Despite his deep commitment to King and the cause of black Americans, Charles came to the logical conclusion that there was no place for him physically in the front lines:

“First, I wouldn’t have known when to duck when they started throwing broken bottles at my head. And I told that to Martin personally.

“When he intentionally broke the law, he was hauled off to jail. And when you go to jail, you need money for lawyers, for legal research, for court fees, for food for the marchers. I saw that as my function; I helped raise money.”

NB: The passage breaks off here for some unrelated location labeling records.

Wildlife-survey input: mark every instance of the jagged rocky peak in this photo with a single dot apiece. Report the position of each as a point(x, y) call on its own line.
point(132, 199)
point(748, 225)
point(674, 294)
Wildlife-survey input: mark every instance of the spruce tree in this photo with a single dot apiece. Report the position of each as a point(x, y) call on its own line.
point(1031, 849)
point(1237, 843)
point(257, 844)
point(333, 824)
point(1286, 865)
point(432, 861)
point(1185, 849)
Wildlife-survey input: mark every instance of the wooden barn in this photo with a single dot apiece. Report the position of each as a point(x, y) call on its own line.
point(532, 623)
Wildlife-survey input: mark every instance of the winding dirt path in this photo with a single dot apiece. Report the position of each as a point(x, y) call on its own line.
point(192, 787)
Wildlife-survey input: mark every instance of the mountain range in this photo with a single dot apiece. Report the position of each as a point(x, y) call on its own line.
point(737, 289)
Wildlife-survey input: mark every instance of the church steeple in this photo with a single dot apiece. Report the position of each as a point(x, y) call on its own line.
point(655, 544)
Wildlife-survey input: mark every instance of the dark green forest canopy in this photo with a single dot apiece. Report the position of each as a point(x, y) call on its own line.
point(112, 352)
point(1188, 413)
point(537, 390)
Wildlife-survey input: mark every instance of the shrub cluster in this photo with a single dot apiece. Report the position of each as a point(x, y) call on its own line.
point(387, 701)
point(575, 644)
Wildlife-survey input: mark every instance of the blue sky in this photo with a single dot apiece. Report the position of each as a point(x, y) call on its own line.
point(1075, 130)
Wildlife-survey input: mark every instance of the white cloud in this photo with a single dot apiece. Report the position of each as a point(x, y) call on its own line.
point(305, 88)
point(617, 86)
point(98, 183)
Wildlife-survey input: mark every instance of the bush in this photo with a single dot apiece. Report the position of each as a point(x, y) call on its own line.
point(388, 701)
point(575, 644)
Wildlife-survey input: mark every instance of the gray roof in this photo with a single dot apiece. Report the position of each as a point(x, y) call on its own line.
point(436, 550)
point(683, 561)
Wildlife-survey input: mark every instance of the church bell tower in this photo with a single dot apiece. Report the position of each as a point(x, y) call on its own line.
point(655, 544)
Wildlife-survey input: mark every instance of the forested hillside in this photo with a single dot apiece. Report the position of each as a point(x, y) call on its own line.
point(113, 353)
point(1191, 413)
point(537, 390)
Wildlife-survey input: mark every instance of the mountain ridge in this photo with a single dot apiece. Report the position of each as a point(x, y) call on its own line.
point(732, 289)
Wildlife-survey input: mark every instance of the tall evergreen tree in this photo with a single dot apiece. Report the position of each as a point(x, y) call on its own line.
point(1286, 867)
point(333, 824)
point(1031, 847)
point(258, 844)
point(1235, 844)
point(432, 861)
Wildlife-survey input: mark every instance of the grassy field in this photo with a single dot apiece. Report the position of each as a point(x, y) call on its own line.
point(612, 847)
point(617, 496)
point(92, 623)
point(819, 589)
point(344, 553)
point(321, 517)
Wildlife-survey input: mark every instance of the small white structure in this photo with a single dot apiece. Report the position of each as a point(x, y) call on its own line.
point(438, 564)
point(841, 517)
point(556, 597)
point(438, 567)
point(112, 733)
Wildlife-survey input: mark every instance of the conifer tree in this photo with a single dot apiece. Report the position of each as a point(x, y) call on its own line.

His awareness of racial injustice was not limited to the home front: The same years he fought the war against racial injustice in the American South found in Charles a growing awareness of racial injustice abroad, particularly the notorious policy of apartheid in South Africa.

Modest to the point of mum about his humanitarian and charitable activities, Ray Charles makes an exception for the State of Israel and world Jewry.

Among the many, the world leader Charles has most enjoyed meeting is David Ben-Gurion, with whom he had a conversation of many hours during a concert tour of Israel not long before Ben-Gurion’s death.

And the award among the hundreds he claims to have touched him the most is the Beverly Hills Lodge of B’nai Brith’s tribute to its “Man of the Year” in 1976.

“Even though I’m not Jewish,” he explains,” and even though I’m stingy with my bread, Israel is one of the few causes I feel good about supporting. […] Blacks and Jews are hooked up and bound together by a common history of persecution. […] If someone besides a black ever sings the real gut bucket blues, it’ll be a Jew. We both know what it’s like to be someone else’s footstool.”

But it all comes back to music, so inseparable from Ray Charles.

He keeps rolling along, doing what he does uniquely and wondrously well.

Ray Charles is a national treasure and a global phenomenon for this reason:

He is music; he is himself; he is a master of his soul.